As we celebrate the 50th anniversary of the US Open, we look back at the 50 champions who have left an indelible mark on this inimitable event.
Lindsay Davenport was the best ball-striker of her era, a woman who commanded points by routinely positioning hard, flat ground strokes into the corners with a metronomic consistency. It was pure power tennis, and in the mid- to late-1990s, no one performed it better. It was commentator Mary Carillo who coined the term “Big Babe Tennis,” and the 6-foot-2 Davenport was her archetype.
Davenport was, also, a champion, and quietly, one of the Open era’s finest. She finished in the Top 10 of the year-end rankings all but twice between 1994 and 2005 and completed the 1998, 2001, 2004 and 2005 seasons as the world’s top-ranked woman – an accomplishment topped only by Chris Evert, Steffi Graf, Martina Navratilova and Serena Williams. For good measure, the Californian placed at No. 2 in 1999 and 2000.
In all, she won 55 career tour singles titles, three Grand Slam singles titles and three doubles majors, as well – one each at her home Slam, and none more memorable than her maiden Grand Slam singles title in 1998.

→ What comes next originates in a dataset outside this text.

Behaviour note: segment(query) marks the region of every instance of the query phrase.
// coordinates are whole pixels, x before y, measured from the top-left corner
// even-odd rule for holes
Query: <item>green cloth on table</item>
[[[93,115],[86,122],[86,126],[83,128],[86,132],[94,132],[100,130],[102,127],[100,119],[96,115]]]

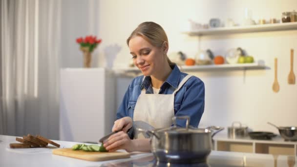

In 1997, on her seventh trip to New York, Davenport upset No. 3 seed Jana Novotna to reach the semifinals, where she fell to eventual champion Martina Hingis. A year later, she was the No. 2 seed, the pre-tournament favorite who was coming off semifinal performances at the Australian Open and French Open, a quarterfinal showing at Wimbledon and three titles in the summer hard-court circuit leading up to Flushing Meadows.
Davenport lived up to her advance billing from the first ball. She surrendered just seven games in her first three matches before rolling past No. 10 Nathalie Tauziat, 6-1, 6-4, in the fourth round and No. 13 Amanda Coetzer, 6-0, 6-4, in the quarterfinals. That set up a pair of highly anticipated tilts: a 6-4, 6-4 victory over rising star and fellow American Venus Williams in the semifinals and a rematch with Hingis in the final. This time, Davenport solved Hingis’ craft and guile with brute force, dismissing the Swiss, 6-3, 7-5.
With her spotless 1998 run, Davenport went from promising player to Grand Slam champion, the second chapter in a long run of success in the Big Apple. She reached the quarterfinals or better for 10 consecutive years, 1997-2006, but as she openly admits, there was no feeling quite like lifting that first major trophy – and a US Open title at that.
In the on-court ceremony, a delighted Davenport said, “It was the one I wanted the most” – and it was and is a most fitting crown for a most deserving champion.
50 Fact: Davenport’s 1998 US Open title snapped a 12-year drought for U.S. women at the Open, the longest in tournament history, dating back to Martina Navratilova in 1987. With the win, she also became the first American-born US Open women’s singles champion since Chris Evert in 1982.